When the stock began to trade, everybody pulled out phones to grab pictures of the event. I was glad I had brought my SLR.
With trading established and orders flowing, we left the floor, and walked two blocks to the Charging Bull in its “temporary” location. I’ve been to the bull several times, of course, but it had special resonance when I worked for company whose stock was now a registered stock trading on an exchange.
The group went to lunch nearby, and swapped stories of the early days at Aerohive. Adam Conway talked about the early days in Changming Liu’s garage and his relationship with Changming’s dog. Yong Kang told us about his first week at the company. Changming was on vacation, so one of Yong’s most important first-week tasks was to take out the garbage.
After lunch, we went back for the closing bell. Aerohive had won the honor of ringing the closing bell, and the exchange had put up a banner just for us.
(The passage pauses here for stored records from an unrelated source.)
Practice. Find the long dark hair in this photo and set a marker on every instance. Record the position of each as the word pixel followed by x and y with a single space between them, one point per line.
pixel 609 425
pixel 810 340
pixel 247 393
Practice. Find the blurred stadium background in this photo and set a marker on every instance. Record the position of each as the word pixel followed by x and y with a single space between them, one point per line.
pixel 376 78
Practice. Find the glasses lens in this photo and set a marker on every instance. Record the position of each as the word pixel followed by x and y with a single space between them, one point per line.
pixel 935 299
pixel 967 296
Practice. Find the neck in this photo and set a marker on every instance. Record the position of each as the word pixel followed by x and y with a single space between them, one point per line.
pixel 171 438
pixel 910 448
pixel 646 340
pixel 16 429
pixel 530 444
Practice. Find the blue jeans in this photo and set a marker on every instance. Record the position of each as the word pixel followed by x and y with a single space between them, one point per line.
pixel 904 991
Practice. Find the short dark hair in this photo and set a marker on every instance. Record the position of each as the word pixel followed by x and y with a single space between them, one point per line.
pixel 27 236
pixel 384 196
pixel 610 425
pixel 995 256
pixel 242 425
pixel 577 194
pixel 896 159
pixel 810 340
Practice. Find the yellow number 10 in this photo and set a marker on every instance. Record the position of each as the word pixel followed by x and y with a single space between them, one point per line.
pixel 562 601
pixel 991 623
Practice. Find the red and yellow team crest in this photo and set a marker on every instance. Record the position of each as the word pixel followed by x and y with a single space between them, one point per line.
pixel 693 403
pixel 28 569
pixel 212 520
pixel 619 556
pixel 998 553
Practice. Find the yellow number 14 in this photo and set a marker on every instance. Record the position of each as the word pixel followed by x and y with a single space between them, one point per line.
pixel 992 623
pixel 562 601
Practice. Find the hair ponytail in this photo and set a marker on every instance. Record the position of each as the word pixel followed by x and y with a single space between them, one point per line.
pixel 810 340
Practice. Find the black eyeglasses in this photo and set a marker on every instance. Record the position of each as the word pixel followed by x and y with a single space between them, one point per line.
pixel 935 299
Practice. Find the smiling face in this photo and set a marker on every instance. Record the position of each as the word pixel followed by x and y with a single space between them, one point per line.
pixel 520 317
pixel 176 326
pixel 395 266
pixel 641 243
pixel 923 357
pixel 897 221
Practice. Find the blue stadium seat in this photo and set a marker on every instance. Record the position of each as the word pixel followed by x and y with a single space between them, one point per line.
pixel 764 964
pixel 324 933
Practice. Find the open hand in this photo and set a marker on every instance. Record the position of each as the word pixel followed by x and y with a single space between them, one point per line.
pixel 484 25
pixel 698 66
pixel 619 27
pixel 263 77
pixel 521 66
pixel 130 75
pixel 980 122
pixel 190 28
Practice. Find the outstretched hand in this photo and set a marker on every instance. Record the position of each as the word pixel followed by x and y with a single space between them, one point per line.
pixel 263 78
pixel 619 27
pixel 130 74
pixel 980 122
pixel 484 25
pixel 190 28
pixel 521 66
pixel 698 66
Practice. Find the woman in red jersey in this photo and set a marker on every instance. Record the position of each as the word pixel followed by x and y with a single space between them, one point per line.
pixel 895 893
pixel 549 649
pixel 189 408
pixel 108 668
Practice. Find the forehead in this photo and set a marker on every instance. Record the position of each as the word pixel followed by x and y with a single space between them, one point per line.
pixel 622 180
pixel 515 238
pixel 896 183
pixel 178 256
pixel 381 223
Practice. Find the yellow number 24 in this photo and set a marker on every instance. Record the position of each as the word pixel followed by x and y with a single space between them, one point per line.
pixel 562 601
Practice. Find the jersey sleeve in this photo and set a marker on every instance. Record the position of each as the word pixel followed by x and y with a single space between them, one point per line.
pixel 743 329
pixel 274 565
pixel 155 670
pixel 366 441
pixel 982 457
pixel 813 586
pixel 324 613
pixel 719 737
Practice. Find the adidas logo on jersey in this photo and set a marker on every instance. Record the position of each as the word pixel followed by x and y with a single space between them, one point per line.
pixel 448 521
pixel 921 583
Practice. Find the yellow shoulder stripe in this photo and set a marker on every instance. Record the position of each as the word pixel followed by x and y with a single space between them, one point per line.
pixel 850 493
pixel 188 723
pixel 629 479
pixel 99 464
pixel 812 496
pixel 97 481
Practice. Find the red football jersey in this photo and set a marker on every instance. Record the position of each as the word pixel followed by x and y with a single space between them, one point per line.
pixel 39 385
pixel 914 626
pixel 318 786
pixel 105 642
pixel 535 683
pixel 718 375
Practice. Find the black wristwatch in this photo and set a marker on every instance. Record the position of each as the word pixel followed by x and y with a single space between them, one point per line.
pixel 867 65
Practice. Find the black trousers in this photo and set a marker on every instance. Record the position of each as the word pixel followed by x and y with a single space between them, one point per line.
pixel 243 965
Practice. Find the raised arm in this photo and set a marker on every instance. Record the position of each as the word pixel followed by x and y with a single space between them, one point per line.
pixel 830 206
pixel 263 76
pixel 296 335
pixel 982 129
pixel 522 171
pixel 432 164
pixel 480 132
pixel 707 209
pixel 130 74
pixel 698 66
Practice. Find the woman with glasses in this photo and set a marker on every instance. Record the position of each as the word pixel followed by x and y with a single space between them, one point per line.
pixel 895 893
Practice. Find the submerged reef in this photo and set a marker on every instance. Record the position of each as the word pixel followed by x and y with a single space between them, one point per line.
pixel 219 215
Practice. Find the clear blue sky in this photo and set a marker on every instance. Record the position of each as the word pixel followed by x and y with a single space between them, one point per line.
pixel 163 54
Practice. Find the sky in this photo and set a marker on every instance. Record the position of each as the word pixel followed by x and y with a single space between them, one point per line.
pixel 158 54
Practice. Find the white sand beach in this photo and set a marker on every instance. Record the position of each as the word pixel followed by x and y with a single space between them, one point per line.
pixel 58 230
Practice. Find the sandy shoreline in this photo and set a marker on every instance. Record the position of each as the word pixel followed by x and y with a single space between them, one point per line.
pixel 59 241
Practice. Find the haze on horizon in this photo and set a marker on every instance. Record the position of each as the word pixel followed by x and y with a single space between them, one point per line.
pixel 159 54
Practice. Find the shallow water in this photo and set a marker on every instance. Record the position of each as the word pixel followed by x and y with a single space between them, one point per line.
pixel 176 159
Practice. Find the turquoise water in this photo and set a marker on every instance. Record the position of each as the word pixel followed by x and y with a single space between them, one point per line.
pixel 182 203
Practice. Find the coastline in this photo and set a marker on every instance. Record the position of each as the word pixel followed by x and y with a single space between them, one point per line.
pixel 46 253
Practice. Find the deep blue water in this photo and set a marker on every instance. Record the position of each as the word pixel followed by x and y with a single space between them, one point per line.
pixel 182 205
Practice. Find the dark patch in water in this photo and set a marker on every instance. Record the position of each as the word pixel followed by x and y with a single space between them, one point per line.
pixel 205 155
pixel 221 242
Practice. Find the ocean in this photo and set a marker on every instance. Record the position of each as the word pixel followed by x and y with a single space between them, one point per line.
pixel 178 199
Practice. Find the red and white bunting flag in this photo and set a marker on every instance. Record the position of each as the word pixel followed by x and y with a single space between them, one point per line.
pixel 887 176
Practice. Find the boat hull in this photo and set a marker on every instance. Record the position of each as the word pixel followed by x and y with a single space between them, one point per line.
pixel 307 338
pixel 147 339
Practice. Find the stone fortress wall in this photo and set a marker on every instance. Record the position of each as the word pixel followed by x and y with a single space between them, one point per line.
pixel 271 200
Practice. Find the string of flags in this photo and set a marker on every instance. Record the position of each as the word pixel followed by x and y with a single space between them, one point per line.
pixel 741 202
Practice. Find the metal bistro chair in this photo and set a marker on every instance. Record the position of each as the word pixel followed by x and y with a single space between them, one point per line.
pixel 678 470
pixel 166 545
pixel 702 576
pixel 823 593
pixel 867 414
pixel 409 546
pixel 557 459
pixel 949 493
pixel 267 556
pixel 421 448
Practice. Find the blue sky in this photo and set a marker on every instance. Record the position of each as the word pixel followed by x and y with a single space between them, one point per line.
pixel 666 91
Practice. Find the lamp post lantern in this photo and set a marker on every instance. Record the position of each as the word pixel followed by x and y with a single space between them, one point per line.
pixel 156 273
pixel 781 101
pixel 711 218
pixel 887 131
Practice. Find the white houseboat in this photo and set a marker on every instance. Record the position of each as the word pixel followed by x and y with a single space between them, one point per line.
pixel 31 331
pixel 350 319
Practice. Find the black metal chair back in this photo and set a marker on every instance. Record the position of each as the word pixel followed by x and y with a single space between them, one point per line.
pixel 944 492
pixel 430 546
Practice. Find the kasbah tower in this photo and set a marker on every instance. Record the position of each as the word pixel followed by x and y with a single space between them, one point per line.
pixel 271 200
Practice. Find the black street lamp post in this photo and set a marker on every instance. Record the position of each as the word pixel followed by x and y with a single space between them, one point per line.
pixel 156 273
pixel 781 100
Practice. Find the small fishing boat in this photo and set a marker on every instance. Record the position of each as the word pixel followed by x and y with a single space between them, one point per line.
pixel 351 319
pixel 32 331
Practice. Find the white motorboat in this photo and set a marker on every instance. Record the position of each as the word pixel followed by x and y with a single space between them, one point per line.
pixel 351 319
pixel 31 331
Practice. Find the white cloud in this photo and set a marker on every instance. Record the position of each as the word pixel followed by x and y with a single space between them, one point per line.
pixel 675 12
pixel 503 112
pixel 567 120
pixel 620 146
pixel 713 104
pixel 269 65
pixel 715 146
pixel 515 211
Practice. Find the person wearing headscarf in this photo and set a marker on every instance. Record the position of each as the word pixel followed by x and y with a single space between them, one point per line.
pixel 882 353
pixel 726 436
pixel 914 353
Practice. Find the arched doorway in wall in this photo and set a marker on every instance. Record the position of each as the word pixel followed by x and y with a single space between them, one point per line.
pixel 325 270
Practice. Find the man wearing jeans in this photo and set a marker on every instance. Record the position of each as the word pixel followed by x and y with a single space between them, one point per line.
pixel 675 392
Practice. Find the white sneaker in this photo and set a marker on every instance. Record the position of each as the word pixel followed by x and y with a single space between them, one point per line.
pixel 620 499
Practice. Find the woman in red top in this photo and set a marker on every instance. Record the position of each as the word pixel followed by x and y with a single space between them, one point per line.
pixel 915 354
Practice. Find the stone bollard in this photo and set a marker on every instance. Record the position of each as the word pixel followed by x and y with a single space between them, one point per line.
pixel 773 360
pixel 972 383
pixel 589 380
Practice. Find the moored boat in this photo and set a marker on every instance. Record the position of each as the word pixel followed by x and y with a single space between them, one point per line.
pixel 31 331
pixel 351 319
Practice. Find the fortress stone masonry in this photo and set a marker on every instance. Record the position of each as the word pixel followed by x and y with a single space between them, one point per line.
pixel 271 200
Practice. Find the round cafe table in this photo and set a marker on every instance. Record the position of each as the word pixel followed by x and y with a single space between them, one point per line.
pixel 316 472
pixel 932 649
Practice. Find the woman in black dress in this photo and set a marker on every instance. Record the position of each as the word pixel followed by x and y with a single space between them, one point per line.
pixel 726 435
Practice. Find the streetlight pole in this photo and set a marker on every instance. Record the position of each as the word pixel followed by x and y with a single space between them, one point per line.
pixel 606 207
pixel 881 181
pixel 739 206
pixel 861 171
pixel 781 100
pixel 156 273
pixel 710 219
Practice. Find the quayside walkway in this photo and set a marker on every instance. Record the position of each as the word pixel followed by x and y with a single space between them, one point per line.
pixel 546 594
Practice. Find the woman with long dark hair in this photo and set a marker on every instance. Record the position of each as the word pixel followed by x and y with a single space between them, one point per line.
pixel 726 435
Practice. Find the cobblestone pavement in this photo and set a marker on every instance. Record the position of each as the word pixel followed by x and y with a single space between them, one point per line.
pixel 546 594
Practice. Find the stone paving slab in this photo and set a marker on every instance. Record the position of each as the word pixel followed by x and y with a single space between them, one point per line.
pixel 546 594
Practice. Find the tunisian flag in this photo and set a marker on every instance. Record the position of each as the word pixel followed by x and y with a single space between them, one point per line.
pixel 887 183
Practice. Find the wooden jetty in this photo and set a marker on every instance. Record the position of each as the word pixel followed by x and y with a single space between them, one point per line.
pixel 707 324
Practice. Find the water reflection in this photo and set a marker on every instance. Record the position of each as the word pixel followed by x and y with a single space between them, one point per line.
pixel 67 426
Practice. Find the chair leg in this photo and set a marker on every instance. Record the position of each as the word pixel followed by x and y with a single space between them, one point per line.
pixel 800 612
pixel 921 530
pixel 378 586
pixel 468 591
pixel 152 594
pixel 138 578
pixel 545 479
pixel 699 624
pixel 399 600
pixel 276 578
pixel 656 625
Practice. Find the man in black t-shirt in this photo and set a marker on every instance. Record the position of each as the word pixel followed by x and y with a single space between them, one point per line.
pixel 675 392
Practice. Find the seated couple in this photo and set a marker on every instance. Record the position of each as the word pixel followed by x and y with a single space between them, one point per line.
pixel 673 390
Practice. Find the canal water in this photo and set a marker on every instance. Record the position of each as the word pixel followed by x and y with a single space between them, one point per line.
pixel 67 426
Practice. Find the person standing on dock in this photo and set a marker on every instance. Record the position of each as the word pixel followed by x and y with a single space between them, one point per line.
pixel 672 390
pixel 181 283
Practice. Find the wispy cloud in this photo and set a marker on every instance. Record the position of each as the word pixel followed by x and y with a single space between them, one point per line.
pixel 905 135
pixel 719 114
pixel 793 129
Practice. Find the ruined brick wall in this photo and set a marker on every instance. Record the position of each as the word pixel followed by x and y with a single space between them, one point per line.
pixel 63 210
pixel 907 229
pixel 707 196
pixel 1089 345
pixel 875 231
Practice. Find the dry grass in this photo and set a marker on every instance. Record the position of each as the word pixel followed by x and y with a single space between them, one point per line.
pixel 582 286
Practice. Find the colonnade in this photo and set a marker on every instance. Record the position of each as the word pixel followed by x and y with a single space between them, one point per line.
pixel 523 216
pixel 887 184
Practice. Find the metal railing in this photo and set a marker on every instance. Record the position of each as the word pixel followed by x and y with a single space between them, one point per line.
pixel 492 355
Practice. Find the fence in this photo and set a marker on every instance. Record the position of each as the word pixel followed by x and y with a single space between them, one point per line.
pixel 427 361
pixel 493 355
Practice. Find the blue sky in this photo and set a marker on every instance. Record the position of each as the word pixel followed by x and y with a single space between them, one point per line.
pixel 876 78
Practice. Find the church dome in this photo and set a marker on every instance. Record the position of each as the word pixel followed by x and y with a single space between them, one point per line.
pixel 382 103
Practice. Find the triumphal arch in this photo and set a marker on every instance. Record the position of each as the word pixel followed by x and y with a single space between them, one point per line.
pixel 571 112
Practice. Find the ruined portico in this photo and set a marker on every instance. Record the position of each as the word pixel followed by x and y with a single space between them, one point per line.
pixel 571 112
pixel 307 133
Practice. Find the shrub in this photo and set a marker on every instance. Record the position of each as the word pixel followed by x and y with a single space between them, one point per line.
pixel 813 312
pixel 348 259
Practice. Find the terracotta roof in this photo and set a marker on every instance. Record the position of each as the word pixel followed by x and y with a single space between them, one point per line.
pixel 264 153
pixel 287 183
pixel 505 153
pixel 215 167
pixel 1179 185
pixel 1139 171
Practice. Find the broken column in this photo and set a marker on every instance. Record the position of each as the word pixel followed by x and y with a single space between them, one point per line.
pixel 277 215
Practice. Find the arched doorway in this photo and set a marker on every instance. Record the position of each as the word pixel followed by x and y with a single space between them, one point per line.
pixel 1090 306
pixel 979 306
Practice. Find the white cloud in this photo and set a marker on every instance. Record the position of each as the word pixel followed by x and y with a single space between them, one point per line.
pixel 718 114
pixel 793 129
We took several photos out in front of the exchange, and in perhaps the best moment of the day, we drew a crowd of tourists. For a few brief moments, Aerohive was a tourist attraction in Lower Manhattan.
Back inside for the closing bell, we entered an ornate room, with a massive table. One of the many NYSE executives involved in taking our company public spoke to us, and talked about how his hobby of beekeeping seemed to fit with our theme.
For the closing bell, our executives took to the podium, while the rest of the group gathered right below it. We were all equipped with our own bells and foam bees, and when the closing bell rang, we let loose a volley at the executive team (quite a few of whom volleyed back quite energetically).
As we left the floor, several people asked us for foam bees, including this trader. After being given one, he asked for another one because he had two children. The following picture was my price for giving him a second!
As the closing bell died away, the Aerohive team left the floor to begin life with a newly broadened set of owners, and I left New York having crossed off an item on my bucket list that I didn’t even know was on my bucket list.